In order for CLT to hold, the following important assumptions need to be satisfied:

  1. The true value of parameter is not near the bound. e.g. if the variable follows uniform distribution on (0, \(a\)) and we want to estimate \(a\), then its distribution will not be Normal (because in this case the true value is always approached from below). This assumption is important in our context, because ETS and ARIMA typically have restrictions on their parameters.
  2. The random variables are identically independent distributed (i.i.d.). If they are not, then their average might not follow normal distribution (in some conditions it still might).

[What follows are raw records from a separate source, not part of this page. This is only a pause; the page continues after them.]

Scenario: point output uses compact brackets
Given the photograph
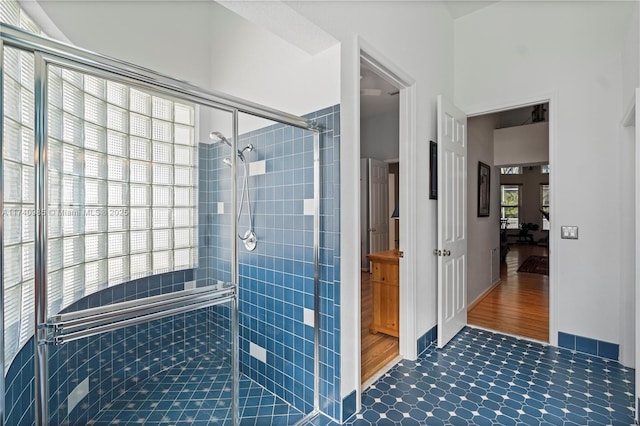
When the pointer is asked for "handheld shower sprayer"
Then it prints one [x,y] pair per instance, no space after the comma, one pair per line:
[249,238]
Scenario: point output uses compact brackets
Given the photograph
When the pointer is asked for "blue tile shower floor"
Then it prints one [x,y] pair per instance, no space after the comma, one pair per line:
[484,378]
[196,393]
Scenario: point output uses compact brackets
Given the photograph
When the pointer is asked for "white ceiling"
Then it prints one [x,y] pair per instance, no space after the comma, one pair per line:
[458,8]
[377,95]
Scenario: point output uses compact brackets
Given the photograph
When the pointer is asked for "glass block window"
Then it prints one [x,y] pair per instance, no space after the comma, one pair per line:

  3. The mean and variance of the distribution are finite. This might seem as a weird issue, but some distributions do not have finite moments, so the CLT will not hold if a variable follows them, just because the sample mean will be all over the plane due to randomness and will not converge to the “true” value. Cauchy distribution is one of such examples.

If these assumptions hold, then CLT will work for the estimate of a parameter, no matter what the distribution of the random variable is. This becomes especially useful, when we want to test a hypothesis or construct a confidence interval for an estimate of a parameter.